When it comes to a variety of products and services, quality is often defined by the consumer. While certain criteria might be established, quality is frequently interpreted by each customer. In a laboratory setting, quality is defined by compliance with specifications. Rather than being determined by each consumer, quality is measurable in laboratories.
Mass Production and Quality Control
During the days when goods were produced by individuals, quality was in the eye of the beholder. Mass production lead to the creation of quality control standards. Evaluations were continually performed to ensure the goods were consistent and viable. As laboratories were developed and evolved, they transformed from a place where one or two people experimented to huge facilities that did everything from testing to production and more.
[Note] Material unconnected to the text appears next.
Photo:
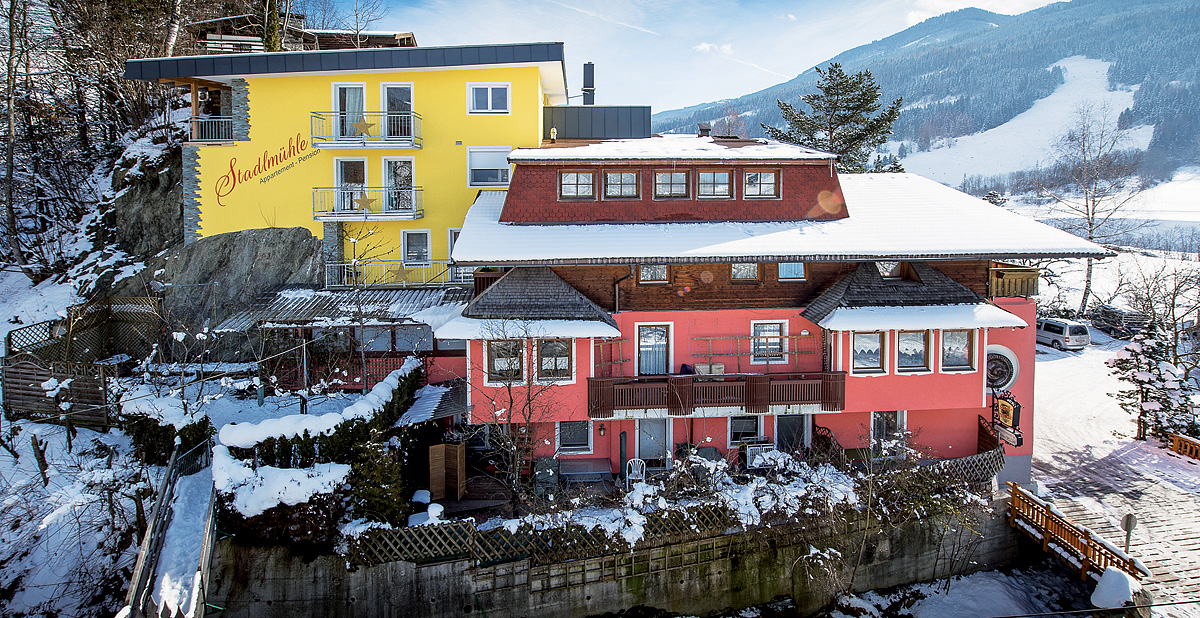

The Establishment of Quality Management
Quality is specifically important in a laboratory to ensure the highest level of accuracy and safety. Quality management is an organizational approach to developing a quality policy beyond quality assurance and quality control. A wide variety of factors is considered and measured. Equipment must be managed, ranging from overhead laboratory stirrers to sanitary strainers and more. Supplies are evaluated, from software to chemicals used for laboratory protocols. Management of capital is a considering as well as ongoing compliance training and achieving optimum customer service.
Accuracy is Imperative
The goal is to ensure the final laboratory results are correct and accurate. Systematic activities encourage the highest level of accuracy during testing. The management team at a laboratory must verify standard operating procedures and documentation are key components of their quality assurance programs. A laboratory is a controlled environment where accurate documentation is a requirement as well as an analytical method for further validation. Testing results must be verified and medical personnel validated.
The Audit as a Tool
Audits are a tool used to verify compliance and maintain a quality system that works all the time. Audits can also show where improvements can be made, ranging from personnel performance to laboratory processes. The audit results include preventative actions that can be taking as well as corrective ones to continually improve the quality system. The three major items addressed by a quality assurance program include proficiency testing, uncertainty, and traceability. Performance can also be measured by accreditation and measured against the International Organization for Standardization, which was created in 1947 to address quality measurement issues. These quality standards are now recognized in a variety of industries people depend on each day, including testing laboratories, the food and beverage industry, and the pharmaceutical industry.
Another way of boosting productivity and ensuring greater accuracy is the integration of cutting edge robotics for microplate handling related to ELISA testing and other common functions. Quality goes beyond what consumers can see in these industries which make quality assurance and compliance essential for greater peace of mind.